In a recent interview, billionaire short-seller Jim Chanos stated that gig economy companies such as Uber will be “harmed, not enhanced” by the Wuhan coronavirus pandemic.
CNBC reports that billionaire short-seller Jim Chanos told CNBC in an interview that he believes that the coronavirus pandemic may have a negative effect on gig economy companies such as Uber and Lyft, taking an opposing view to many analysts who believe that these companies may actually benefit from the pandemic.
“I think the gig economy companies are going to come out of this harmed, not enhanced,” said Chanos, founder of Kynikos Associates. “I know there’s a body of thought that oh, well everybody will just do food delivery and we’ll all take Ubers and no one is going to buy a car again, and I think the flip side of it is that the labor pool issue for the gig economy companies is going to loom very very large coming out of this crisis.”
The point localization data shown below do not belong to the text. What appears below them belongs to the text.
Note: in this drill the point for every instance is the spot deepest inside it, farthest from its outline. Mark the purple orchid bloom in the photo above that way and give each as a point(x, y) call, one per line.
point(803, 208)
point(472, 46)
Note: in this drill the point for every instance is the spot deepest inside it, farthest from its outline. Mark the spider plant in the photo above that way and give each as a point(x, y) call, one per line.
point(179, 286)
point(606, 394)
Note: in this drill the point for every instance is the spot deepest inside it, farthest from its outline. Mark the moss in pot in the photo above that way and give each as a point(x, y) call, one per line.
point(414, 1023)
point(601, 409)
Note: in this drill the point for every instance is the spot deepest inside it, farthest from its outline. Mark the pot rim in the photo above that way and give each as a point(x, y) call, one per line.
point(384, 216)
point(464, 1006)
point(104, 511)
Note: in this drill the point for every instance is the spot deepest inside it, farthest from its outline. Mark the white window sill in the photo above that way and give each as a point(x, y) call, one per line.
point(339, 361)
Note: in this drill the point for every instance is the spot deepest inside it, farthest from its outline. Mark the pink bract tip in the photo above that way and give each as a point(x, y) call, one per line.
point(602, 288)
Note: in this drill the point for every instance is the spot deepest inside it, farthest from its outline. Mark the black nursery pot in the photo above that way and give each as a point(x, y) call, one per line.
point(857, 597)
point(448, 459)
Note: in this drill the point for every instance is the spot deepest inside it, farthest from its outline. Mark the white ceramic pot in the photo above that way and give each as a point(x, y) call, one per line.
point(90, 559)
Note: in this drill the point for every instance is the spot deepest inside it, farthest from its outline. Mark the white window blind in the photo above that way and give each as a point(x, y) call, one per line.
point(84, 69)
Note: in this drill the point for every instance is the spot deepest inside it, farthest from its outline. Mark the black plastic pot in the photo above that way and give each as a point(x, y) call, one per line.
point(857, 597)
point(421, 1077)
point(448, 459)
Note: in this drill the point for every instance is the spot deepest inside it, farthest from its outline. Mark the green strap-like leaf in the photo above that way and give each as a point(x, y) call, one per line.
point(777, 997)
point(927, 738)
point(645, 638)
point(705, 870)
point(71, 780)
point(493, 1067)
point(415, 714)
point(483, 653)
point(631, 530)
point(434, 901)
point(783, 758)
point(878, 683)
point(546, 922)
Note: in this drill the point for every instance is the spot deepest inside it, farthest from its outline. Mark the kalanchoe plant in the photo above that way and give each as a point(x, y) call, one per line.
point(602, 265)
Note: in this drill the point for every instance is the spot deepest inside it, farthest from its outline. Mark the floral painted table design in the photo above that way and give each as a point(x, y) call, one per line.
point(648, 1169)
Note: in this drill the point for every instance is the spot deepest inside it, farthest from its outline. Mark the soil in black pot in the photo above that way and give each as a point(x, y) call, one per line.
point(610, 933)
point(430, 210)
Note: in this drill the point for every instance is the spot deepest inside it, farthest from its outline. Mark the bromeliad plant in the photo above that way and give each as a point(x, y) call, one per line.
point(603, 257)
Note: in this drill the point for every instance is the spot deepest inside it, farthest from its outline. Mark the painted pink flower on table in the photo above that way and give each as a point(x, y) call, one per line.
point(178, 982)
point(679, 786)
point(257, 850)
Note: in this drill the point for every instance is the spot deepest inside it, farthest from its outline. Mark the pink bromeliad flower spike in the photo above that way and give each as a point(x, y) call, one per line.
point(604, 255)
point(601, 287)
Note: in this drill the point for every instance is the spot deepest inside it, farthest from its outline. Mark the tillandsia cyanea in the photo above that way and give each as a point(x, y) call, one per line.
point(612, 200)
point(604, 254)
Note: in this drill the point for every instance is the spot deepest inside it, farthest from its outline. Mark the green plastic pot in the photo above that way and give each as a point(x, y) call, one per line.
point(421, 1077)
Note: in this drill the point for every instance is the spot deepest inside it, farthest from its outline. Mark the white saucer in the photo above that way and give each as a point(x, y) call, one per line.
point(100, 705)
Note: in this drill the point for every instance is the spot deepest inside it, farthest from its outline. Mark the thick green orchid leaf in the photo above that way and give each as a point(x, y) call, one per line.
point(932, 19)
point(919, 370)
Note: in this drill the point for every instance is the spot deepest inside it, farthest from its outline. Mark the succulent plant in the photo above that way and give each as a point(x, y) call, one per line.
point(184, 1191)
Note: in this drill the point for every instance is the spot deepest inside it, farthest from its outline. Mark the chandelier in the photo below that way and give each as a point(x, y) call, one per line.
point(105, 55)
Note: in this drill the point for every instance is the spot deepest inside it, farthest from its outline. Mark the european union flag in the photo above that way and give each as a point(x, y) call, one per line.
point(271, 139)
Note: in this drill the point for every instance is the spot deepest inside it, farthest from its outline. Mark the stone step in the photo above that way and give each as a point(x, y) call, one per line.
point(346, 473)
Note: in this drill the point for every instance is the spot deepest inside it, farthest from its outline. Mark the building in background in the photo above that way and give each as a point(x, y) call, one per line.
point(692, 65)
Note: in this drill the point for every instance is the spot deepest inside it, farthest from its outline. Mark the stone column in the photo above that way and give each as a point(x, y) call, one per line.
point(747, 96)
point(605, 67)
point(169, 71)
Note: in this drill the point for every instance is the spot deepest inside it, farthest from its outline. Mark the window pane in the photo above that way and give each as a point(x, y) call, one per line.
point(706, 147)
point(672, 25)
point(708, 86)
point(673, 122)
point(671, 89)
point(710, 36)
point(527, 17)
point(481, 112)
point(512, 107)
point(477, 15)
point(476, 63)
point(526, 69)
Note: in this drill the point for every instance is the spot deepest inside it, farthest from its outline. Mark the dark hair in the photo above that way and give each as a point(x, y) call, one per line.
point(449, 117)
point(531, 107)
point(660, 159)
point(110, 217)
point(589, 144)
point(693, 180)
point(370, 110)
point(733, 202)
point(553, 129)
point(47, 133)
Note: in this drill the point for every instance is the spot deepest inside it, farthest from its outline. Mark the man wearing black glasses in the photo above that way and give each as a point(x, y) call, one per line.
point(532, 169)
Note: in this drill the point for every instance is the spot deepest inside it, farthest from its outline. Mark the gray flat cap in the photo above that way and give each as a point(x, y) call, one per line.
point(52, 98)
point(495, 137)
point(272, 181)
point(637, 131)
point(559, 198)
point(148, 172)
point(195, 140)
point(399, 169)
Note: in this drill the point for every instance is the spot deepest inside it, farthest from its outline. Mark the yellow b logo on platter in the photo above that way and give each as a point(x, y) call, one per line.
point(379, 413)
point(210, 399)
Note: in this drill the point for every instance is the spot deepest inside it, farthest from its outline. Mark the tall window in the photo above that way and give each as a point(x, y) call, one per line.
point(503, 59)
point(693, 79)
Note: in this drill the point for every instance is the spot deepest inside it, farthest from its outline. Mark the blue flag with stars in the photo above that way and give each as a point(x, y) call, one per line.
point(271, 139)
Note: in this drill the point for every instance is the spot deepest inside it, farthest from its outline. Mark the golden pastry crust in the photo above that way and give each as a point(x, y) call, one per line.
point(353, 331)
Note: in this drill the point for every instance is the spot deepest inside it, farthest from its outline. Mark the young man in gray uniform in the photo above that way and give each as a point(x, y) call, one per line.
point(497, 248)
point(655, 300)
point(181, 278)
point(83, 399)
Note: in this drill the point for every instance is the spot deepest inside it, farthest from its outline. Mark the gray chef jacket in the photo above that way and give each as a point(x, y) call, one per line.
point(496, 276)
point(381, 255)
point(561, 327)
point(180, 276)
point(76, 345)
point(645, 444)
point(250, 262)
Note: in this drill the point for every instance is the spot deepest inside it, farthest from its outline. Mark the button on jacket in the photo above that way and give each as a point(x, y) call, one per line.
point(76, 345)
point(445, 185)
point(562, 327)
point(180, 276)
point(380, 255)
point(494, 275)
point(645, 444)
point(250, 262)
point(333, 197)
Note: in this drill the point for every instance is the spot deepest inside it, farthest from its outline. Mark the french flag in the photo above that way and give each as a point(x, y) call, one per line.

Chanos said that unemployment benefits being paid to gig economy workers could highlight certain issues with the models of companies such as Uber, Lyft, and GrubHub as these companies classify drivers as independent contractors rather than employees meaning that the companies have avoided paying into unemployment programs as a traditional employer would. This means that the payments are made by taxpayers.
“I think both political parties are going to be looking at that pretty hard coming out of the crisis to enhance corporate responsibility in lots of different ways whether it’s keeping employees as independent contractors, whether its restricting buybacks,” Chanos said.